Karen Nooman
Senior Vice President, Global Regulatory Policy, ACRO
Studies that are intentionally planned as decentralised clinical trials provide the best opportunity to optimise the patient-centred capabilities of decentralisation.
You would not buy a sportscar and just use it for the two-mile drive to the shops. Instead, you would take it on the open road to take full advantage of its capabilities. The powerful flexibilities of a decentralised clinical trial (DCT) are only realised when a study is intentionally planned, from the start, as a decentralised trial.
Agility of decentralised clinical trials
The COVID-19 pandemic put a spotlight on the agility of DCTs. Core remote capabilities – such as direct-to-patient shipment of IMP and telemedicine visits – enabled researchers to keep many ongoing studies up and running. However, it is clinical studies which are intentionally planned and designed as DCTs – from the start – that fully optimise the value of decentralisation.
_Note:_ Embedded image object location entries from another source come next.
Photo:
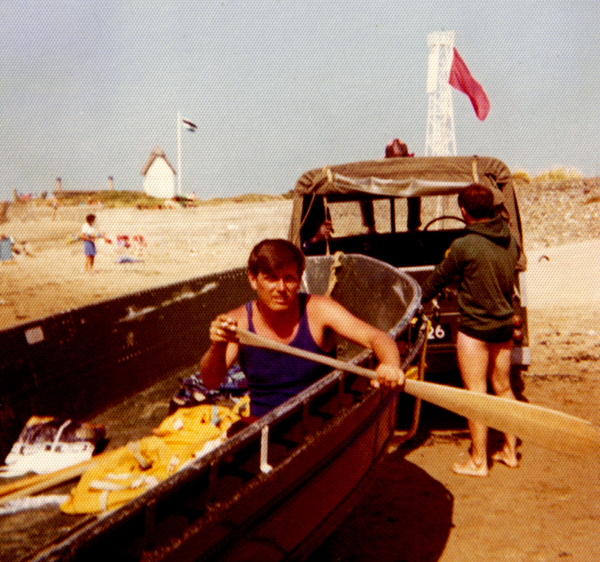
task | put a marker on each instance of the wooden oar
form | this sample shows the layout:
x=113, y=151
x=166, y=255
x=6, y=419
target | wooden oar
x=41, y=482
x=546, y=427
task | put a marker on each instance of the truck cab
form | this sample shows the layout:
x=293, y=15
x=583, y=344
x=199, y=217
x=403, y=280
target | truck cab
x=404, y=211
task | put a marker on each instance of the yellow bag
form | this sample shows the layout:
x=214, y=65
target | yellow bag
x=117, y=477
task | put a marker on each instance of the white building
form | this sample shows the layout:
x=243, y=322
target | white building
x=159, y=176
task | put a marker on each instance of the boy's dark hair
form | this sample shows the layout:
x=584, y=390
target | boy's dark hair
x=477, y=200
x=271, y=255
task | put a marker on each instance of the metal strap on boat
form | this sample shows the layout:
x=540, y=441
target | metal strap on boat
x=474, y=170
x=336, y=264
x=59, y=435
x=265, y=467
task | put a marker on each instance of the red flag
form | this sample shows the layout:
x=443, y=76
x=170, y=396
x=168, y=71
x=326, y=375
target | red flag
x=461, y=79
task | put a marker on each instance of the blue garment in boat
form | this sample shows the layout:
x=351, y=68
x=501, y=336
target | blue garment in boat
x=274, y=377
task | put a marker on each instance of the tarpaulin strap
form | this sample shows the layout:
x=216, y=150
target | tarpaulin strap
x=327, y=215
x=215, y=419
x=474, y=170
x=336, y=264
x=312, y=200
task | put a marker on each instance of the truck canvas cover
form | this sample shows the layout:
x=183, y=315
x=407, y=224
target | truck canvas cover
x=408, y=178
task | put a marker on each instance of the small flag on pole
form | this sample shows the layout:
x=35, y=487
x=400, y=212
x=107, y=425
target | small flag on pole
x=461, y=79
x=189, y=125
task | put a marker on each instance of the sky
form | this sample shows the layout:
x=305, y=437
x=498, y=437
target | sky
x=276, y=88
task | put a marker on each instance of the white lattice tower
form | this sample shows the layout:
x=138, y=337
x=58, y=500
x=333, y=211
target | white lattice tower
x=439, y=138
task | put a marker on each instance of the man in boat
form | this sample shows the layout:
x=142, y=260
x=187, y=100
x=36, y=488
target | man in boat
x=281, y=313
x=484, y=261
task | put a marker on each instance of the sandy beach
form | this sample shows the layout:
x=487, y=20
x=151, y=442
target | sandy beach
x=417, y=509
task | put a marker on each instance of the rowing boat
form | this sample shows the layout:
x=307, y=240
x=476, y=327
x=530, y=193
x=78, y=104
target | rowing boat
x=272, y=491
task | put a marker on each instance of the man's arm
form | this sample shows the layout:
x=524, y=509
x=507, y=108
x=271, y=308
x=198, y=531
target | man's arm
x=443, y=274
x=332, y=315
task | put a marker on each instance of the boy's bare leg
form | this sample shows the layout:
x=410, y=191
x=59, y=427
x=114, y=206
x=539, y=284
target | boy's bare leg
x=473, y=357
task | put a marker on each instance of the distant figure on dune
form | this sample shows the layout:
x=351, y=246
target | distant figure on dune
x=89, y=235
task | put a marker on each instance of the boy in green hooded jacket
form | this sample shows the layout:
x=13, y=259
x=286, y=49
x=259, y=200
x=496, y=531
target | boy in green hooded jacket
x=484, y=261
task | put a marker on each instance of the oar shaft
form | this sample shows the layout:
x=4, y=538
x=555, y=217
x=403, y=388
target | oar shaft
x=544, y=426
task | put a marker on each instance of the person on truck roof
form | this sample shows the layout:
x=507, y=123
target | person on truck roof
x=281, y=313
x=484, y=261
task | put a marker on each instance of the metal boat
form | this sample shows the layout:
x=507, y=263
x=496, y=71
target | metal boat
x=272, y=491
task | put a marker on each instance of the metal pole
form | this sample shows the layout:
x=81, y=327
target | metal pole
x=178, y=153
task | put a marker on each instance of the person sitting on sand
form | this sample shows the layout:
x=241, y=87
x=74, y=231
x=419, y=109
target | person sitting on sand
x=281, y=313
x=89, y=235
x=484, y=261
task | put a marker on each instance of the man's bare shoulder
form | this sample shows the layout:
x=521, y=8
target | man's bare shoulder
x=322, y=305
x=239, y=315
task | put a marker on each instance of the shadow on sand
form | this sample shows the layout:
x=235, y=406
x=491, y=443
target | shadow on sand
x=406, y=516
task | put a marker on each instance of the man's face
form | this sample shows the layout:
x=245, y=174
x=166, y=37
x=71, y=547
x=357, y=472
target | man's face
x=279, y=290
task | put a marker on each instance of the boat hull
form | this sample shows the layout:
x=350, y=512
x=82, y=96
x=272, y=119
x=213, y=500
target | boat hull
x=274, y=490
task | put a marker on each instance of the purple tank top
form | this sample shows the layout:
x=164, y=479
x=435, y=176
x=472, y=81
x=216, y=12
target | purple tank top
x=274, y=377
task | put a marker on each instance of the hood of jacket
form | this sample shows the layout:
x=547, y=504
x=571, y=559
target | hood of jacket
x=495, y=229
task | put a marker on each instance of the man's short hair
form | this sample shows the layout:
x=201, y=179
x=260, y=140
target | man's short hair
x=477, y=200
x=272, y=255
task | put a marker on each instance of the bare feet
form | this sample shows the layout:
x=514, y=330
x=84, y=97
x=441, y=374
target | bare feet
x=470, y=468
x=508, y=459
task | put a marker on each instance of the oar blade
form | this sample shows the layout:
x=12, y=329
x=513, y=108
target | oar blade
x=548, y=428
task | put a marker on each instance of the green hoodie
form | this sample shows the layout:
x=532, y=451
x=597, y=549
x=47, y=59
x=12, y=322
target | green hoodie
x=484, y=261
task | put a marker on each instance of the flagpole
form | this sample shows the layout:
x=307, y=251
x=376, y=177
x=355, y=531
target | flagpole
x=178, y=153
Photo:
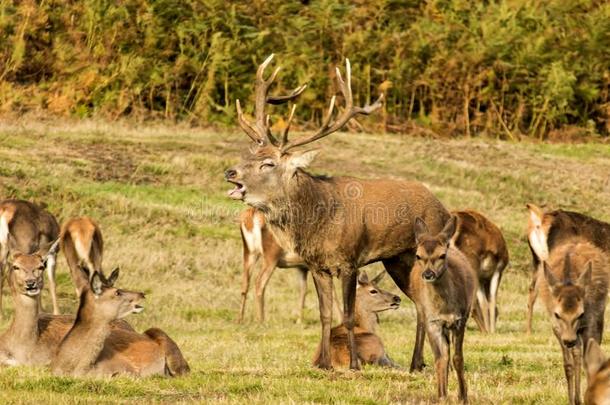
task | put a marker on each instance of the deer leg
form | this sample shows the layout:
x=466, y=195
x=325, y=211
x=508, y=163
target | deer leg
x=493, y=294
x=440, y=348
x=302, y=278
x=531, y=300
x=261, y=284
x=249, y=261
x=324, y=288
x=417, y=361
x=50, y=267
x=349, y=282
x=458, y=360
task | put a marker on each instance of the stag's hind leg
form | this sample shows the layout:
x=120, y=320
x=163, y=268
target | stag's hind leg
x=175, y=363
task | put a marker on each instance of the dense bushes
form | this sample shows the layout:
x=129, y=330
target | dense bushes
x=502, y=68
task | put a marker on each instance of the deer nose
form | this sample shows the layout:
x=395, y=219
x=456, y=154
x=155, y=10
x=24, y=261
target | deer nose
x=230, y=174
x=569, y=343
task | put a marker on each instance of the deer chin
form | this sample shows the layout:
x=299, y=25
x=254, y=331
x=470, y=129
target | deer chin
x=237, y=193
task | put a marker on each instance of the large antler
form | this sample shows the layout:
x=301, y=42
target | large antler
x=328, y=124
x=260, y=132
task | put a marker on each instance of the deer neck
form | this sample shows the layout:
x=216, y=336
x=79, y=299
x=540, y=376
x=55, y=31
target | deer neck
x=83, y=344
x=365, y=319
x=24, y=327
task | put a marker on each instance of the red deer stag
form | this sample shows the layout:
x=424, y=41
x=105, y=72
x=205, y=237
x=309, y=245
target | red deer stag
x=481, y=241
x=444, y=285
x=31, y=229
x=335, y=224
x=574, y=288
x=548, y=229
x=370, y=300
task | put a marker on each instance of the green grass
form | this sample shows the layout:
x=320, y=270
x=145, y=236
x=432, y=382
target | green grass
x=159, y=195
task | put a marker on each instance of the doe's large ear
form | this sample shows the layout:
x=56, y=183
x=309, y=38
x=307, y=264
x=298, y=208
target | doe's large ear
x=97, y=283
x=420, y=228
x=551, y=280
x=301, y=160
x=113, y=277
x=594, y=358
x=450, y=228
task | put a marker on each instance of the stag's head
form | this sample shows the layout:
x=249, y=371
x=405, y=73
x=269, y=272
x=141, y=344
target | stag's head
x=373, y=298
x=270, y=164
x=568, y=301
x=431, y=253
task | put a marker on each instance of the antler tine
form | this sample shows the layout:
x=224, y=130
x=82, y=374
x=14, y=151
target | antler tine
x=348, y=113
x=247, y=126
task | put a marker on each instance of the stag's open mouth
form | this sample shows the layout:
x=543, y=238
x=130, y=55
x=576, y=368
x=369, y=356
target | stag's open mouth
x=238, y=192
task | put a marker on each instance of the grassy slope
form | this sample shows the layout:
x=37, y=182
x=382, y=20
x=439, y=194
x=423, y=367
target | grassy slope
x=159, y=195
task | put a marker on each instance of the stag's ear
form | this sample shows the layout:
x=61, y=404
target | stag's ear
x=301, y=160
x=449, y=229
x=420, y=228
x=97, y=283
x=585, y=278
x=536, y=214
x=594, y=358
x=113, y=277
x=363, y=278
x=548, y=275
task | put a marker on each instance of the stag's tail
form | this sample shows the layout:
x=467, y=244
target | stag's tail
x=175, y=363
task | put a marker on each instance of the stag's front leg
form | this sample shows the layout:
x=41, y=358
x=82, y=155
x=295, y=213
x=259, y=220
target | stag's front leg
x=324, y=287
x=349, y=281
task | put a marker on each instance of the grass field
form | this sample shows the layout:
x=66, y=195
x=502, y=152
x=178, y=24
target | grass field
x=159, y=195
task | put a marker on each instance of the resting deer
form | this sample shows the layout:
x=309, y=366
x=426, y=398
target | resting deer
x=370, y=300
x=335, y=224
x=574, y=287
x=598, y=375
x=30, y=228
x=258, y=241
x=481, y=241
x=83, y=246
x=548, y=229
x=33, y=337
x=444, y=285
x=93, y=347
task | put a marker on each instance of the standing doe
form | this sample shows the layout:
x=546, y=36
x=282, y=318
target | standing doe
x=548, y=229
x=574, y=287
x=370, y=300
x=335, y=224
x=481, y=241
x=29, y=229
x=443, y=285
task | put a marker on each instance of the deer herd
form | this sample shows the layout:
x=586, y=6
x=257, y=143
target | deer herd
x=450, y=264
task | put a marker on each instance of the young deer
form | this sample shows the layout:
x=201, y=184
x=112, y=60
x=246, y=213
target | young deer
x=83, y=246
x=548, y=229
x=444, y=285
x=32, y=337
x=30, y=228
x=258, y=241
x=370, y=300
x=92, y=347
x=598, y=375
x=574, y=287
x=481, y=241
x=335, y=224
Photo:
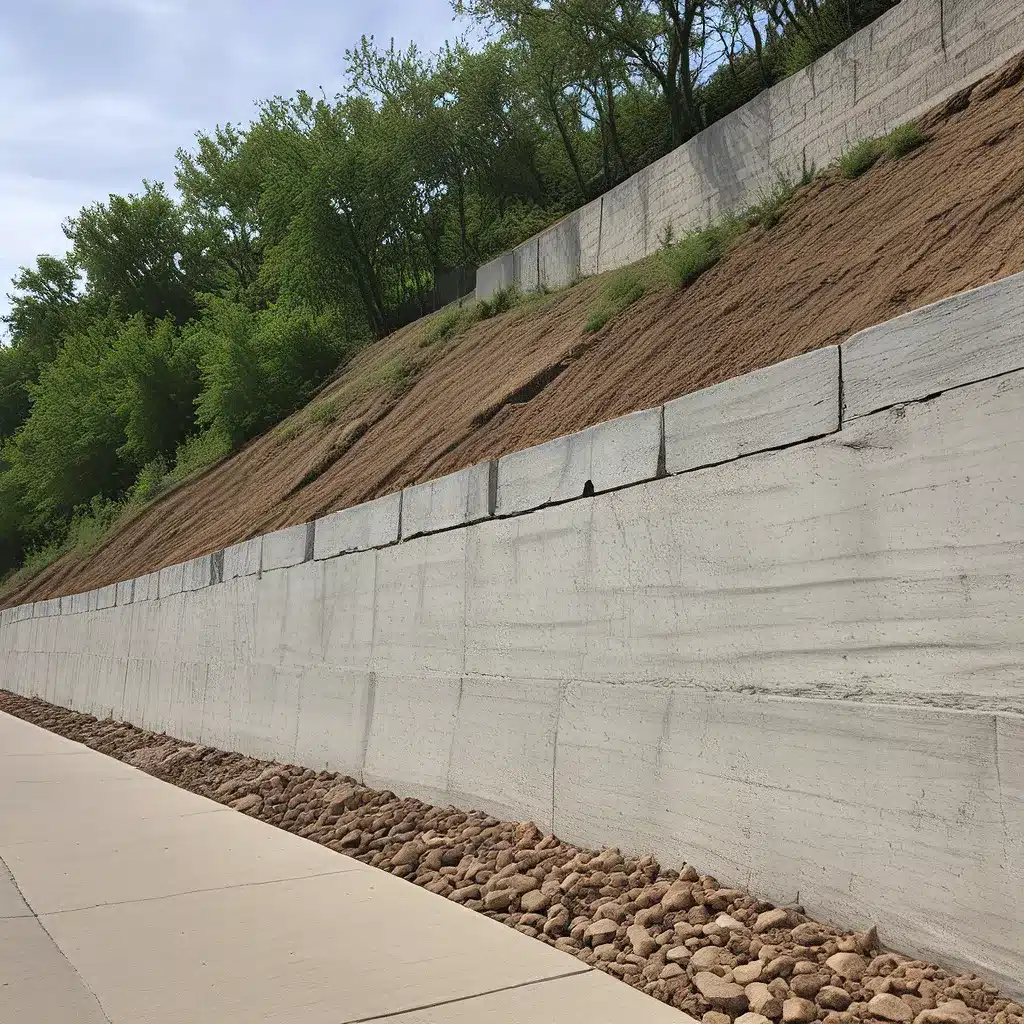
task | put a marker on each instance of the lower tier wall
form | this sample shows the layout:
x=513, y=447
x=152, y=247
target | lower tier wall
x=801, y=670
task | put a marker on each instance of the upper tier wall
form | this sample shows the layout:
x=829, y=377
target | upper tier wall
x=908, y=60
x=775, y=628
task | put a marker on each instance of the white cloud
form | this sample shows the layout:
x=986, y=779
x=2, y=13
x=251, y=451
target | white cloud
x=96, y=95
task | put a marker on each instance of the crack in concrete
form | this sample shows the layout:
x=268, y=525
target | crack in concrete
x=46, y=932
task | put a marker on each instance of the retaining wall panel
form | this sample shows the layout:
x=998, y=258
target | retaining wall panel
x=198, y=572
x=953, y=342
x=288, y=547
x=871, y=809
x=335, y=707
x=493, y=276
x=559, y=253
x=608, y=455
x=525, y=265
x=411, y=734
x=243, y=559
x=347, y=610
x=503, y=751
x=172, y=581
x=786, y=402
x=891, y=72
x=420, y=619
x=373, y=524
x=450, y=501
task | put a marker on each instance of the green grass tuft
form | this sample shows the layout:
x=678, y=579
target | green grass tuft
x=860, y=157
x=903, y=139
x=620, y=292
x=501, y=302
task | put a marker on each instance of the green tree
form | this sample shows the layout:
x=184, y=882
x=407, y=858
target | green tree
x=136, y=251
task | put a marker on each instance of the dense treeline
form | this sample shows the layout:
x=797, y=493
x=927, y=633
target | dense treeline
x=183, y=323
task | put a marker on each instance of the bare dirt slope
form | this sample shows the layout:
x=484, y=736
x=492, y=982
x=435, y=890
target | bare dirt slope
x=846, y=255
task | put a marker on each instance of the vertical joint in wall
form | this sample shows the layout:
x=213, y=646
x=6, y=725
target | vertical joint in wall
x=842, y=390
x=663, y=461
x=492, y=487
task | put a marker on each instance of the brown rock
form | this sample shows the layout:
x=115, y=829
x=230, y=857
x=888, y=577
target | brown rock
x=500, y=900
x=600, y=932
x=535, y=901
x=866, y=941
x=678, y=897
x=643, y=944
x=729, y=924
x=952, y=1012
x=410, y=854
x=610, y=911
x=809, y=934
x=778, y=918
x=761, y=1000
x=849, y=966
x=748, y=973
x=806, y=986
x=520, y=884
x=714, y=1017
x=780, y=967
x=709, y=956
x=890, y=1008
x=832, y=997
x=798, y=1011
x=724, y=995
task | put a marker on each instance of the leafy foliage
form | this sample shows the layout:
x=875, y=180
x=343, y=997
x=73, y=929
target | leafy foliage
x=180, y=325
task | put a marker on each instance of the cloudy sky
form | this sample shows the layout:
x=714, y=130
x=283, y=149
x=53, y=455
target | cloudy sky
x=97, y=94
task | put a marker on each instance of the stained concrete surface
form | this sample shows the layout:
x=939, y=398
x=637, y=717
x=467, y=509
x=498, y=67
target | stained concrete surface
x=193, y=912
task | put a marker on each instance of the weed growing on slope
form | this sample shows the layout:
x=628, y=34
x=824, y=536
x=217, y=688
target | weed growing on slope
x=620, y=292
x=501, y=302
x=860, y=157
x=903, y=139
x=865, y=154
x=450, y=324
x=772, y=203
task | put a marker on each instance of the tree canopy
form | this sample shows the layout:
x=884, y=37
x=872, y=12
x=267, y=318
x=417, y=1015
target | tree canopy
x=186, y=318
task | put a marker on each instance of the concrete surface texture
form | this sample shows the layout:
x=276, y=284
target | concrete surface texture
x=125, y=899
x=799, y=669
x=909, y=59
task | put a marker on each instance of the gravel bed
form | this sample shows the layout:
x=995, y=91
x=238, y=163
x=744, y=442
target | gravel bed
x=719, y=953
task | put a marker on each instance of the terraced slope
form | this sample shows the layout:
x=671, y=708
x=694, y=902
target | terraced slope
x=847, y=254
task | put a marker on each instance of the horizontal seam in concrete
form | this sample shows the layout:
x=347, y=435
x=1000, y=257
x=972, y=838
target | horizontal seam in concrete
x=356, y=551
x=750, y=455
x=466, y=998
x=934, y=394
x=211, y=889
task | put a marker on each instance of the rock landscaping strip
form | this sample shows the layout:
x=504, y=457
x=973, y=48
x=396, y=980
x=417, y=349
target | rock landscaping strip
x=718, y=953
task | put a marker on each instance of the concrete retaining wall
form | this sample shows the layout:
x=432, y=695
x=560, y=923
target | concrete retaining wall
x=788, y=647
x=908, y=60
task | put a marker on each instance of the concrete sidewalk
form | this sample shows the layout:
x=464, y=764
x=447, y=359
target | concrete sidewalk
x=125, y=900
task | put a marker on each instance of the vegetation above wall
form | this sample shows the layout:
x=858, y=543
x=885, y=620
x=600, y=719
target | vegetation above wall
x=182, y=323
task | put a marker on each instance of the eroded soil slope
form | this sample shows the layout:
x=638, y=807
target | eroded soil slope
x=846, y=255
x=720, y=954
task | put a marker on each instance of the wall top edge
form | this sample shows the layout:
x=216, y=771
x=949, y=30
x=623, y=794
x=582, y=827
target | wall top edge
x=963, y=312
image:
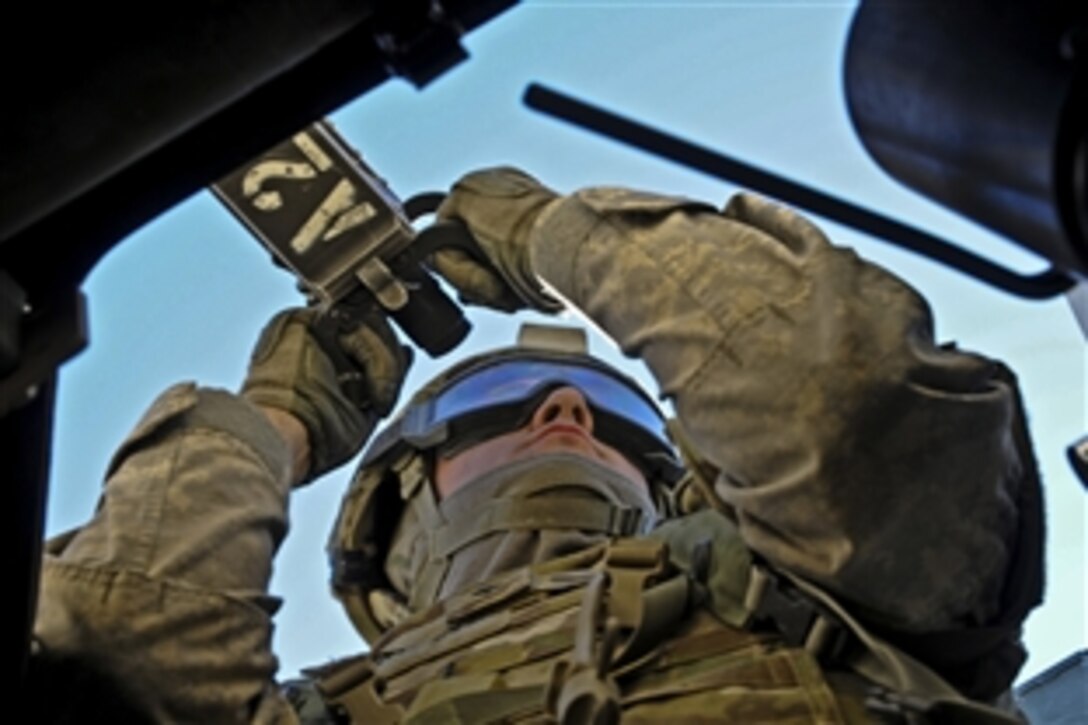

A planned DCT enables the development of a robust protocol with two key ingredients: first, early engagement across all stakeholders and second a risk-based, quality-by-design framework.
DCTs offer a rich continuum of locational flexibilities to patients – including local labs, local (or mobile) imaging centres and local pharmacies.
Understanding new trial burdens
Early patient engagement is crucial to learn how to best leverage decentralisation to mitigate patient burdens. However, it is equally important to understand how adopting a decentralised approach might introduce new burdens – such as IT barriers and privacy concerns about strangers entering the home – so that these can be addressed and mitigated before the protocol is developed.
DCTs offer a rich continuum of locational flexibilities to patients – including local labs, local (or mobile) imaging centres and local pharmacies.
Quality by design framework
In addition to early stakeholder engagement, a planned DCT permits the adoption of a quality-by-design framework with robust risk considerations. The ACRO DCT Working Party has created a DCT Toolkit, with detailed manuals on how to implement a risk-based quality by design approach to DCTs.
Untethering trial activities from hospitals and other medical sites was a powerful factor in continuing clinical trials during the COVID pandemic. Planning decentralisation from the beginning of a trial is an even stronger force in decreasing burden on patients and investigators as well as facilitating trial participation.